In [None]:
import json
import requests
from dotenv import load_dotenv
import os

In [None]:
from dotenv import dotenv_values

config = dotenv_values(".env")

FORMS_RECOGNIZER_ENDPOINT = os.getenv('FORMS_RECOGNIZER_ENDPOINT')
FORMS_RECOGNIZER_KEY = os.getenv('FORMS_RECOGNIZER_KEY')

COG_SEARCH_ENDPOINT = os.getenv('COG_SEARCH_ENDPOINT')
COG_SEARCH_INDEX_NAME = os.getenv('COG_SEARCH_INDEX_NAME')
COG_SEARCH_KEY = os.getenv('COG_SEARCH_KEY')

TEXT_EMBEDDING_MODEL = os.getenv('TEXT_EMBEDDING_MODEL')
OPENAI_API_BASE = os.getenv('OPENAI_API_BASE')
OPENAI_API_KEY = os.getenv('OPENAI_API_KEY')
OPENAI_API_VERSION = os.getenv('OPENAI_API_VERSION')
OPENAI_API_TYPE = os.getenv('OPENAI_API_TYPE')

STORAGE_ACCOUNT = os.getenv('STORAGE_ACCOUNT')
STORAGE_ACCOUNT_CONTAINER = os.getenv('STORAGE_ACCOUNT_CONTAINER')
STORAGE_CONNECTION_STRING = os.getenv('STORAGE_CONNECTION_STRING')

functionAppUrlAndKey = os.getenv('functionAppUrlAndKey')

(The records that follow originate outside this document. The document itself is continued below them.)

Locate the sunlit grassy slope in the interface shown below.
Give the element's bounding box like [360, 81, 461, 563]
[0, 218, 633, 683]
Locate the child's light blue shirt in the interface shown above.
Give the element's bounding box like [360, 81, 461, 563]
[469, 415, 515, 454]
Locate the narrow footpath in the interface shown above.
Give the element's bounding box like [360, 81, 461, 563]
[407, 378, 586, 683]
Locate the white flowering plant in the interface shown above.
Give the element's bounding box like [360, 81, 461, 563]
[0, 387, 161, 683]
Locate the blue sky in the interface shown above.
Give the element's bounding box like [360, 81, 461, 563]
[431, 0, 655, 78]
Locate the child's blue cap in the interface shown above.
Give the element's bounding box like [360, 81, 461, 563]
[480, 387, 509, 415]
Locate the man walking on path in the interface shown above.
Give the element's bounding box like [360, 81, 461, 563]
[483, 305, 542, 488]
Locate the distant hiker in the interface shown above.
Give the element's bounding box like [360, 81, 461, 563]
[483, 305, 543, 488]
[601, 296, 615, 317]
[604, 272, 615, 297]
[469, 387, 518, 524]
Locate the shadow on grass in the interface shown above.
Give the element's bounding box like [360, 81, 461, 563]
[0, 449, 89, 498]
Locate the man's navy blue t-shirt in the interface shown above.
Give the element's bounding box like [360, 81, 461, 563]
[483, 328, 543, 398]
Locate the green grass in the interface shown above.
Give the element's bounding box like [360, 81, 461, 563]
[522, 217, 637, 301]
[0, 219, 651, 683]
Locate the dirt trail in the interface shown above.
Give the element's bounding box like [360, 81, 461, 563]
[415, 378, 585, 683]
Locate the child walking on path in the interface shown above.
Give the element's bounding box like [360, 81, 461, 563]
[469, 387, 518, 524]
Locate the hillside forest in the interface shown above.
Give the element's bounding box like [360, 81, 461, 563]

print(COG_SEARCH_ENDPOINT)
print(STORAGE_CONNECTION_STRING)
print(functionAppUrlAndKey)

In [None]:
def create_datasource(COG_SEARCH_ENDPOINT, index_name, search_api_key, storage_connectionstring, storage_container):
    endpoint = COG_SEARCH_ENDPOINT
    url = '{0}/datasources/{1}-datasource?api-version=2023-07-01-Preview'.format(endpoint, index_name)
    print(url)
    payload = json.dumps({
                "description": "Demo files to demonstrate cognitive search capabilities.",
                "type": "azureblob",
                "credentials": {
                    "connectionString": storage_connectionstring
                },
                "container": {
                    "name": storage_container
                }
                })
    headers = {
    'api-key': search_api_key,
    'Content-Type': 'application/json'
            }
    
    response = requests.request("PUT", url, headers=headers, data=payload)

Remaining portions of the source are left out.